The doctoral defense started with my trial lecture called: What is it about ‘everyday life’ that allows us to capture refugees' resilience, aspirations and religious beliefs? The topic was provided by the evaluation committee. In this lecture, I provided an overview of the concept of ‘everyday life’ and explained its usefulness when looking into refugees’ resilience, aspirations and religious beliefs. In short, I argued that overall, the concept of ‘everyday life’ makes it possible to lead us past stereotypical portraits of refugees as passive victims of their circumstances. That is because it helps us acknowledge the existential agency and creativity in the mundane, ordinary practices, emotions, and interactions. This in turn allows us to recognize refugees’ efforts to adjust to daily life in changing circumstances and to reinvent their everyday lives in an attempt to create the life they aspire to even in circumstances with significant limitations.

After a break and the committee approving the trial lecture, I went on to give a short presentation of my thesis, which was then followed by an engaging discussion with the members of the committee. In what follows I provide a short summary of my doctoral project.





My doctoral project focused on how women seeking asylum in Norway handle everyday life at asylum reception centres and after they are resettled in a Norwegian municipality. Seeking asylum is commonly defined by long and undetermined waits and significant uncertainty, which several asylum seekers perceive as disempowering. A growing body of research highlights that asylum seekers encounter their agency significantly limited, which leads to developing dependency on the state, this may often lead to passivity as a result. In public debate and the media, and occasionally in academic literature as well, people seeking asylum and refuge tend to be portrayed as victims of their circumstances. This portrayal has turned into a stereotype of refugees and asylum seekers as almost powerless, without any agency. With the desire to reveal a more nuanced picture of the asylum-seeking process and the refugee experience, this thesis delves into the multiple ways in which women who have sought asylum in Norway negotiate the extensive structural limitations they come across in the process, and how they find avenues to enact their agency. The thesis pays particular attention to everyday, mundane practices, aspirations for the future, and the role of religious beliefs and practices in the women’s early stages of arrival to Norway. The data material is based on individual qualitative interviews, informal conversations and observations with women seeking asylum in Norway collected over the course of one a half years, during which I followed the women from the asylum centre and into their resettlement in a Norwegian municipality.
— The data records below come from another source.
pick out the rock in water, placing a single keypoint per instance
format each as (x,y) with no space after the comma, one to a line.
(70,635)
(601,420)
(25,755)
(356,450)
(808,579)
This article-based thesis is primarily a contribution to the research on agency and structure in contexts with significant limitations, such as refugee and asylum contexts. I argue that, in such contexts, agency is visible in small, everyday negotiations in relation to everyday practices, including everyday forms of religion and everyday identity struggles. Each article in the thesis illustrates a different way in which the women negotiate the structures and find ways to enact their everyday agency in various spheres of their life. In this way, the thesis highlights the importance of paying attention to everyday mundane practices, especially in situations of significant structural limitations. An emphasis is placed on the pertinence of examining the religious sphere of people’s lives, as it may not only contribute to their resilience but also to their agency in more general terms- given its central role in self-identification practices and dealing with stigmatized identities. Aside from making it possible to notice the interplay between agency and structure, it also provides understanding as to how the various contexts in which people find themselves, influence their aspirations, and how these aspirations are pursued. Finally, this thesis shows that asserting aspirations, particularly, albeit not exclusively, in asylum and refugee contexts, may be seen as a practice of self-identification used to deal with stigmatized identities.